The Middle Class of Business: Building Enduring Ventures
Silicon Valley exhorts entrepreneurs to supersize their dreams: Have a crackerjack idea with disruptive potential, raise lots of funding from investors, scale up rapidly and hit a billion-dollar valuation.
Awash in stories of “unicorns” and “gazelles” — the rare high-tech high-growth firms that capture the headlines — many founders chase the dream of launching the next Stripe or Instacart.
“But is that the only dream worth having?” asks Darden Professor Saras Sarasvathy, a leading expert on the cognitive basis for high-performance entrepreneurship and the 2022 winner of the Global Award for Entrepreneurship Research from the Swedish Entrepreneurship Forum.
“In a business school,” says Sarasvathy, “we shouldn’t just be teaching high-growth, high-technology entrepreneurship. We should be teaching students how to build a middle class of business — companies that last long enough to give an entrepreneur a good life but also create jobs, foster robust communities and create value for multiple stakeholders.”
Defining the Middle Class of Business
Sarasvathy has coined the term “middle class of business” to describe companies that grow and endure over time but don’t grow very large in size.
In her paper “The Middle Class of Business: Endurance as a Dependent Variable in Entrepreneurship,” published in Entrepreneurship Theory and Practice, Sarasvathy defines the category as ventures that have between five and 300 employees and profitably survive for at least 16 years.
Even though firms that endure for 16 years or more have slower growth than younger firms, they actually employ the most people, studies show.
“If we aim to spur job creation and economic development,” says Sarasvathy, “endurance over time is a better predictor than size. That’s one reason we should foster the development of a middle class of business.”
The question is how.
Teaching Entrepreneurship Like We Teach Science
Sarasvathy, along with Professor Sankaran Venkataraman, has long believed in teaching entrepreneurship the way we teach science — to everyone who has access to education. As she puts it, “Today, we teach the scientific method not only to potential scientists in professional schools but to everyone, starting at an early age, as an essential mindset and skill.”
According to Sarasvathy, teaching science to everyone who had access to education spurred technological progress, which increased productivity. “For the first time in history, a large swath of society was able to earn enough money to escape poverty,” says Sarasvathy. “This led to the emergence of the middle class, defined by income.”
In her paper, Sarasvathy draws a historical parallel. She argues that, just as the introduction of science education to all fostered the rise of the middle class, the introduction of entrepreneurship education to all would spur the rise of a middle class of businesses.
“When we start teaching entrepreneurship to everyone as a necessary skill,” argues Sarasvathy, “people will be more entrepreneurial — not only in starting companies but also in solving problems in their lives and in the world. People won’t be necessarily starting more companies; they’ll be building better ones that endure for longer than average periods of time and create more value.”

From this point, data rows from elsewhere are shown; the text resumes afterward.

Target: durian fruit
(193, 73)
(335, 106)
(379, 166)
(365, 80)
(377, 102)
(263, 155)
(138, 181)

Developing the Entrepreneurial Method
But can entrepreneurship be taught? If you ask Sarasvathy, who’s been teaching it at Darden since 2004, the answer is a resounding yes.
In fact, Sarasvathy pioneered the framing of entrepreneurship as a method à la the scientific method in her groundbreaking book Effectuation: Elements of Entrepreneurial Expertise. She further developed the concept in “Entrepreneurship as Method: Open Questions for an Entrepreneurial Future,” a 2011 article co-authored with Venkataraman and published in Entrepreneurship Theory and Practice.
The cornerstone of the entrepreneurial method is effectuation — the unique logic expert entrepreneurs use to build successful companies. Sarasvathy discovered this logic, which she distilled into teachable principles, in the late 1990s as a result of in-depth studies of how expert entrepreneurs think, act and make decisions in the initial stages of venture creation.
Effectuation is rooted in nonpredictive control. “Instead of trying to predict the future in order to control it, which is thinking causally,” says Sarasvathy, “expert entrepreneurs know from experience that if they control certain things in the present, they can create the future. That is thinking effectually.”
Unleashing the Human Potential
The Silicon Valley model of entrepreneurship has captured the imagination of the public, and many founders want to emulate it, despite the fact that it reflects only a sliver of startups.
“Most startups are not VC-backed, high-growth ventures,” says Sarasvathy, who encourages her students to build enduring businesses instead. She also encourages them to have a more expansive view of entrepreneurship and its possibilities.
“Entrepreneurship is not just coming up with an idea and starting a business,” says Sarasvathy. “It’s much more than that. Entrepreneurship itself is a method to build not just companies but also a better world. It’s a method to unleash the human potential to create new ends and the means to attain them.”
This article was developed with the support of Darden’s Batten Institute, at which Gosia Glinska is associate director of thought leadership.